Ben Bourgeois, Shea Lopez and Dean Randazzo didn’t just wake up one day on top of the surfing world. No way! It was a long road between gromhood and the Dream Tour.
There were years and years of amateur events leading up to their pro careers (and in Randazzo’s case, a lot of riding his bike to surf in a beavertail in April.) New Jersey is home to dozens of amateur surf events ever year.
In 2010, MC and entrenched event director, Scott Goodwin, decided to give some of the younger and more local guys and girls a chance to shred without all the pressure of the event.
The result was the first Belmar Amateur Weekend, which was held the weekend before the big show. Goodwin’s rolling out the big Am Weekend again this year, Septmeber 10-11.This will give younger surfers a nice warm up at the same break, with the same scaffolding, and same feel as the Pro without having to draw Kyle Garson or Jamie DeWitt. The Am event will offer six divisions – Mens, Boys, Juniors (under18), Longboard, Girls, and Bodyboard.
Last year saw a host of rippers from Hawaii and California who were in town early, looking for hurricane swell. Young Kalani David won the boys over Nic Hernandez. But Stone Harbor’s own Mikey Ciaramella beat him out in the Juniors. Monmouth County surfer, PJ Raia took third.
Hawaiian Nathan Carvalho won the Mens. The Girls title went to super-talented local female, Kim Kepich, who won a close one over Caroline Duerr. Corey Kisiel edged out JJ Egan in the Longboard and not to be left out, Rob Mack won the Bodyboard.
And don’t think because it’s an amateur event there aint some money being thrown around. The Boys, Jr. Men, and Mens division offer $200 for first place. That can do some damage over at T.R.’s Food Court. Second, third, and fourth place will get you $75, $50, and $30 respectively. Even the Longboard, Women, and Bodyboard Division have $100 on the line for first place!
The Longboard Pro has never been simply a sideshow in Belmar. With it’s celebrated history on logs, the folks of Belmar have a wholesome respect for the cross-step. And this year, it will even be more exciting, as Monster Energy has signed on to sponsor the 2011 Longboard Pro. “Last year, the waves were so big and people were going nuts on the beach,” says Belmar’s own Brian Dalton, who took second place in front of his hometown crowd, “I think people really liked seeing us out there in challenging conditions.”
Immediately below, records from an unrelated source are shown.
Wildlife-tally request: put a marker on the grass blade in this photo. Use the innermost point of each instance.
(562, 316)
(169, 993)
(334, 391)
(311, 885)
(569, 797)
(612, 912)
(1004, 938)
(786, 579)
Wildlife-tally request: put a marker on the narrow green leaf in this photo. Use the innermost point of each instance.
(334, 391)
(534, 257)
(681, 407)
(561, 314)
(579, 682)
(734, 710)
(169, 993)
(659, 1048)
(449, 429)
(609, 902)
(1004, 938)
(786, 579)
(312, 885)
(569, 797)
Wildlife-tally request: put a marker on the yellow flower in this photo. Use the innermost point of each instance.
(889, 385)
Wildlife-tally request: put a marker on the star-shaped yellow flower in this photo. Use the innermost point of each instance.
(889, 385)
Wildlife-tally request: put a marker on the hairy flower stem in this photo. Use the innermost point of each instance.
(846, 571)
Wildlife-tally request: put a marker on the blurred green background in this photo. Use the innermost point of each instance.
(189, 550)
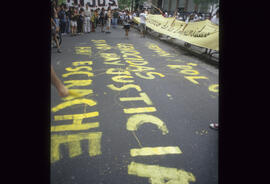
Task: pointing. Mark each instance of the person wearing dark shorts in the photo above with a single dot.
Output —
(126, 23)
(102, 19)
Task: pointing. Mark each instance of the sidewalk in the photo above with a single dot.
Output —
(194, 50)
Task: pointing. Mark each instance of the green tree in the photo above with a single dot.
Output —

This year, the Monster Energry Longboard Pro boasts a $3,000 purse with $1,500 going to first place. That kind of cash is sure to attract even more longboard talent or even sway a few pro shortboard shredders. “That will make it tougher for the locals,” says Dalton, “but a little Belmar knowledge will help.” Dalton is prepared to surf against Tony Silvagni ultimately defended his title in 2010 and should be back to electrify the beach again this September.
Silvagni won the Longboard division at the Billabong ISA World Surfing Games earlier this summer to become a legit East Coast superstar. The Monster Energy Longboard Pro will go down in conjunction with the rest of the Belmar Pro, September 15-18.